Comic Book Storylines

  • The Venture Bros was supposed to be a comic. Its stories were going to be published in an indie anthology book called "Action Hair", written and drawn by Christopher McCulloch. But, when the notes became too big and convoluted for a sixteen-page comic, he decided to pitch it as an animated series under the name Jackson Publick.
  • Lunk and Dale, became Hank and Dean, and were turned into twins. Their original design also lacked the Generic Cuteness the boys had, bordering on Gonk. Dale was a nerdy, rat-faced weakling, and Lunk a football-loving Dumb Jock with a collapsed chin, almost as big as Brock.
  • The comic featured fake continuity nods and callbacks to issues that didn't exist, much like the 1963 Image comics. This idea was revisited in "Escape from the House of Mummies Part II".
  • A few plotlines and jokes were recycled from an abandoned Aquaman parody, which would have recycled art from the Super Friends cartoon, expanding on some Adult Swim skits. The Monarch's voice is a Shallow Parody of Black Manta, which was re-purposed when the creators realized Black Manta doesn't sound like that.
  • Several villains were designed but never used, or recycled in different roles:
    • Roy Brisby was originally Roy Dizzny, creator of Miggy Mouse.
    • The Pants Golem of 7th Avenue, a denim elemental. It was later brought back in Radiant is the Blood of the Baboon Heart.
    • Girl Hitler was written as a Radical Feminist with an army of followers. She was demoted to Baron Underbhëit's subordinate, and eventually turned good.
    • Brock's brother, Joe, believed to be dead, who was brainwashed by a flying imp only he could see. The "brainwashed soldier and patriotic ghost" plot points were recycled with Bud Manstrong and Abe Lincoln in the (poorly-received) "Guess Who's Coming to State Dinner" episode.
    • Phantom Limb was originally a street-level villain, whose only powers were invisible arms and legs. His name and design were re-purposed when they needed a "pretentious ex-boyfriend" character.
    • Augustus St. Claude, a Bond Villain based in Akron. His name was recycled several seasons later for Billy and White's archenemy, St. Cloud.
    • All of those villains would share the same Number Two: Doctor Girlfriend. She has that name because she dates all of the villains. Even Girl Hitler.

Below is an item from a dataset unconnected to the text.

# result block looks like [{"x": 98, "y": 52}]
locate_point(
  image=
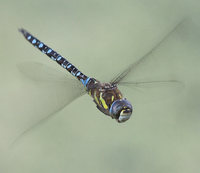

    • Otaku Senzuri was the only ninja seen on the show, but the ninja design was originally meant to be an Easter Egg for the audience, showing up in the background all the time. (Akin to the Visitors in South Park).
  • Also, like Kenny from South Park, the boys were supposed to get killed every episode. The revelation that they're clones would be a twist that the show's not just running on Negative Continuity.
  • Doctor Byron Orpheus was originally a The Tick character named Dymn Twilight. That surname was recycled for Orpheus' ally, Jefferson Twilight.